I mean, if I made movies, I'd like for them to be unpredictable, among other things. That means that sometimes the "good guys" would win and sometimes they wouldn't. When the good guys lost, would that mean that I'm trying to send the message that having strong values and integrity are bad things?


It would simply mean I'm telling a story in which SOME characters feel that way and SOMETIMES, those characters GET their way.

Sounds just like life, to me.

So, should the morals and messages of movies (filtered through our respective interpretations) really factor into how we judge them?


Raiden said...

I don't think that the morals of a film prevent it from being a good film. How you judge it though is a matter of personal preference.

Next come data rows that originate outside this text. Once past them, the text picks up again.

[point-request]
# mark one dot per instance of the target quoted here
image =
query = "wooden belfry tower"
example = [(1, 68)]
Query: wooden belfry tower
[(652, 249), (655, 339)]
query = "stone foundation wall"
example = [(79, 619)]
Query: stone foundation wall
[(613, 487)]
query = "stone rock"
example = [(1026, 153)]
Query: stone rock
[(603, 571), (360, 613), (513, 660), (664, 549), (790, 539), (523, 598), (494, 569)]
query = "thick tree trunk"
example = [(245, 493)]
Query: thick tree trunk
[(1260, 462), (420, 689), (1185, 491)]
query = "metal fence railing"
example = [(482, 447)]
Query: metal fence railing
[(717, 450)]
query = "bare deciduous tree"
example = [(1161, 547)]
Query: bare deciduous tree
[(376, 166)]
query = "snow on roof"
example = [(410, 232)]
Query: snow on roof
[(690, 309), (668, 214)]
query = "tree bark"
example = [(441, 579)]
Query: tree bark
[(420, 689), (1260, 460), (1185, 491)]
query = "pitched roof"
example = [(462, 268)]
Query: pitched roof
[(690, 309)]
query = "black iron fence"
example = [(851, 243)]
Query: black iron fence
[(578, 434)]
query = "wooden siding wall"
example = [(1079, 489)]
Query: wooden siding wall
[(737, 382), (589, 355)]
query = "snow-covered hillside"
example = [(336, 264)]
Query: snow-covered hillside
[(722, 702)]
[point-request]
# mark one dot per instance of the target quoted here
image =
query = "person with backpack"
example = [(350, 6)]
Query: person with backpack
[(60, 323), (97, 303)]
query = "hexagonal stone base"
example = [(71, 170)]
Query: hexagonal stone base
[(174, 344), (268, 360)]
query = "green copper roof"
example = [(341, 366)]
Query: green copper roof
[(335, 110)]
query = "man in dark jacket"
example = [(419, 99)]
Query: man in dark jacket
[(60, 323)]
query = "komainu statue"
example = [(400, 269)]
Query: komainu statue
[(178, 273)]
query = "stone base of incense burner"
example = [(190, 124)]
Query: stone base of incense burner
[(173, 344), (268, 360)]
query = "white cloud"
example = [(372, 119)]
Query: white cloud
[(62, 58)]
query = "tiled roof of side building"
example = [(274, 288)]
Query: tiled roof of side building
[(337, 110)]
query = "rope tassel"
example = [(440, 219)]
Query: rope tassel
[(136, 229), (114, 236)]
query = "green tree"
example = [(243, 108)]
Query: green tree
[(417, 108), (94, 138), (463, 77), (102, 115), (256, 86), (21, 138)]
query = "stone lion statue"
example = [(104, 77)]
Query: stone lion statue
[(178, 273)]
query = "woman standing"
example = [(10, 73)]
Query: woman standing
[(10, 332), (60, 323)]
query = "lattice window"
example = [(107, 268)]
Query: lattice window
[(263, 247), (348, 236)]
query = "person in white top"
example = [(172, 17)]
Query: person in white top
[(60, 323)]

I like to live my life as a good honest guy but I enjoy films where villians win. My father thinks that good should always triumph and hates movies that go against the norm.

I try to look at things from an artistic point of view and enjoy the quality of the project not just the content. That said, there are still movies that I will not see for moral reasons. Brokeback Mountain being a prime example. I'm sure Ang Lee did a great job but I will never know becuase I'm not interested in seeing two cowboy on the D.L.

West said...

Mostly, it was the "message" about logic, that bothered me.

More than once, someone gave the main character grief for something that wasn't her fault... and the *apparent* message was that they were right and she was wrong.

I can't stand fucked-up logic. Can't stand it.

I guess that includes works of fiction that seem to reinforce f-ul.

Obviously, I disagree with you about Brokeback. It's good to know where you stand, though.

JoJo D. said...

Well, both yes and no. Movies need good, plausible, believable plots, morals, and messages. But then again, art imitates life, so what we see on screen is definitely what we see out in the world.

I thought you were going to visit me, LOL! That's okay; I understand if you're "busy", LOL! Have a good day, West. Hope to see you soon.

West said...

I hit you up, yesterday, jojo d.


Michael May said...

"...should the morals and messages of movies (filtered through our respective interpretations) really factor into how we judge them?"

Absolutely. What the story is trying to say (its message or theme) is just as important as how it says it (its plot).

That doesn't mean that Good always has to triumph over Evil. But if Evil wins, there should be a reason for it beyond just trying to be different. There should be a message about why Evil won in this particular case. The message doesn't necessarily have to be overtly spelled out, but it should be there if you're looking for it.

For that matter, there should be an equally strong reason if Good wins. In storytelling, everything that happens should somehow connect back to the story's message.

So, for sure you should judge a movie on whatever that message is.

Jaimie said...

When I see a movie, I personally do not like mindless entertainment as James does. I love movies with a message and significance. (By the way, I saw Idlewild and loved it!)

Also, anything with Meryl I'll usually watch.